Bare Bones Biology 107 – Right, Left, or Wrong?

Warning – my use of the terms right-brain and left-brain in this blog is almost entirely metaphorical, and not scientifically precise. But I hope you’ll get the point.

In my career as a semi-faculty person there was a time when I needed support from the other women in my academic institution. But there weren’t any other women scientists, barring one or two who had problems of their own. So I turned to the women of the social sciences for support and the rest of that story is long and tedious, and though it was very successful, you don’t want to hear about that.

In the meantime, it seemed to me that my liberal arts supporters didn’t understand what I was talking about much of the time. It evidently seemed to them that they DID understand, and so I set out to improve myself. I began to attend seminars on the social science side of campus, in addition to the science side, and what a shock that was. It wasn’t the words – not even the specialized vocabulary, which is easy enough to learn if one makes the effort. It was how we think differently; how they don’t think like I think.

I am talking about how a scientist thought about her subject in those days. Now it has changed again, and most of what they call science is really technology, but that only deepens the divide. And I’m talking about how a social scientist thought about her subject. I found it to be – not a different way of talking, but a different way of thinking.

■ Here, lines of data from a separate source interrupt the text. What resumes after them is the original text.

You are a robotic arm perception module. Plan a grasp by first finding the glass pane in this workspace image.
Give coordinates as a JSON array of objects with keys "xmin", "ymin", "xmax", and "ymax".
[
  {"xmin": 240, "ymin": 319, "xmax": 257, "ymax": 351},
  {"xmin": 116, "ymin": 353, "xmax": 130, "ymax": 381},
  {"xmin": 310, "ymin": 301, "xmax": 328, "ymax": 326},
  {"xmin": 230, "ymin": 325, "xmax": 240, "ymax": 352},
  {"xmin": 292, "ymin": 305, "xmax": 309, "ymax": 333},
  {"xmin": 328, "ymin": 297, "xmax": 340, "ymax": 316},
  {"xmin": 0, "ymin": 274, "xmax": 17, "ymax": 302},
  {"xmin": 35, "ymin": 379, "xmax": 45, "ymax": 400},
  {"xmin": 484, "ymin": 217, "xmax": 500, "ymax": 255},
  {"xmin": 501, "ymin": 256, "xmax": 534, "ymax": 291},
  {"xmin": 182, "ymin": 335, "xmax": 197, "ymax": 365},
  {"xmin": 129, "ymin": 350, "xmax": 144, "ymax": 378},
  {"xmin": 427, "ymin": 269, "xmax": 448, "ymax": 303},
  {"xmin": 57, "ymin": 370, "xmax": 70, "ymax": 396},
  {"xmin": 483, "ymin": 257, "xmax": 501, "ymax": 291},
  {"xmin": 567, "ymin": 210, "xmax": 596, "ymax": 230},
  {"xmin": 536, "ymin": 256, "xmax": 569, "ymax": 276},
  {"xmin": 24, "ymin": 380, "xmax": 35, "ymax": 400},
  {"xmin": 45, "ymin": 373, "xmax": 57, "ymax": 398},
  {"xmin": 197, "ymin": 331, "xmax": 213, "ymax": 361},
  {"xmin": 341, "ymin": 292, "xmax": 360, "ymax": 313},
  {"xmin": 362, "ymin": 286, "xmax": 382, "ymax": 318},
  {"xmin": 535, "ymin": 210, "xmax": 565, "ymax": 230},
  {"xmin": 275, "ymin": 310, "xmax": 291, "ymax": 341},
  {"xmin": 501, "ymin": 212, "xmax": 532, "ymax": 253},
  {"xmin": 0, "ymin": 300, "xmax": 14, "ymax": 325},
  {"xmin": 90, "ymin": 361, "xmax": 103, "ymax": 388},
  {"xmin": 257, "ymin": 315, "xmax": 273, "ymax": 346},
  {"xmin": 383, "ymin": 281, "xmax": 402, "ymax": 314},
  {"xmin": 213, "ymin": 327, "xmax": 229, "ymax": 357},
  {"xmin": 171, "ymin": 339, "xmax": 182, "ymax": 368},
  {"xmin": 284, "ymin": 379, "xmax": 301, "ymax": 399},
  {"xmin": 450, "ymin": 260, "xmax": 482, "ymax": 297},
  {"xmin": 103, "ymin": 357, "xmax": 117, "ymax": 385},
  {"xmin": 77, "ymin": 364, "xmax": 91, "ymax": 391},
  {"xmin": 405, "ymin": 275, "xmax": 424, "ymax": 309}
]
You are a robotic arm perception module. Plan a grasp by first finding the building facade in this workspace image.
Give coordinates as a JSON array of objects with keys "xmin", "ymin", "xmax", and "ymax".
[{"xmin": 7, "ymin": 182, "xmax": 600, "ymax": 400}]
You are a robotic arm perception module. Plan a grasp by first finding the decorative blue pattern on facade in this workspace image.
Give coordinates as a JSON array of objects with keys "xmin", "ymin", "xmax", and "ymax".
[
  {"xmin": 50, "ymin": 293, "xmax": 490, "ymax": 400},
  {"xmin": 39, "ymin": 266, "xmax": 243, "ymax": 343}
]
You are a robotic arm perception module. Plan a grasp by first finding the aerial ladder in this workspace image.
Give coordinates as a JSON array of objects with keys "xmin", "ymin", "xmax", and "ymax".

Think about it. The intuitive, fluid, “right-brain” sort of thinking, recognizes the importance of emotion in the whole construct, and instinct, and therefore has very few numbers to guide its logic. But that’s the way it must be, because social scientists are basically studying people. The hard sciences — there is a reason they are called the hard sciences, and it’s not because they are difficult. In many ways they are easier, if that’s how one learns to think. Linear, crisply defined, boxed-in, precise scientific thinking. Because that’s how the universe appears to us to function, scientific logic is best suited to the study of subjects that are outside the control of the human mind. The molecular structure of water, or the sequence of genes in a chromosome. These things lend themselves to “left-brain” sort of thinking. Unfortunately, we generally do not recognize these right brain/left brain differences, and when academicians say “critical thinking skills,” they are almost invariably talking about right-brain skills. I have found it easier for the students to the more direct and straightforward critical thinking skills through science, and then graduate to the more difficult, fluid, questions addressed by the liberal arts.

There was an age when we taught both skills to all the students. I was required to take two years of liberal arts before beginning my training in science. That seems like day before yesterday. And then the pendulum swung far to the left (brain) and it seems just yesterday that science overtook the liberal arts, and then technology took over science and helped to create modern left-brain economics. When this was taken to the extreme our human values were swallowed up, and so we developed a corposystem that is now trying to recreate life itself in our human image.

I suppose it is in reaction to these excesses that today the pendulum is swinging all the way back toward the right brain. It seems like we are currently engaged in a battle between those on the right (brain) and those on the left (brain). Just today I learned that the right (brain) is taking a stand (again) in Tennessee, where all the schools will now be required to use inappropriate right-brain critical thinking skills to evaluate hard core science in the classrooms. Folks, the universe does not operate on right(brain) human skills and neither does the corposystem, although it’s happy to take advantage of what it knows about these. It would be better if we understood the world we live in. Right, wrong and left.

And I have an even better idea. Why not everyone learn to use BOTH right brain logic AND left brain logic and also learn where each approach is most useful to our common welfare.

Bare Bones Biology 107 – Right, Left, or Wrong?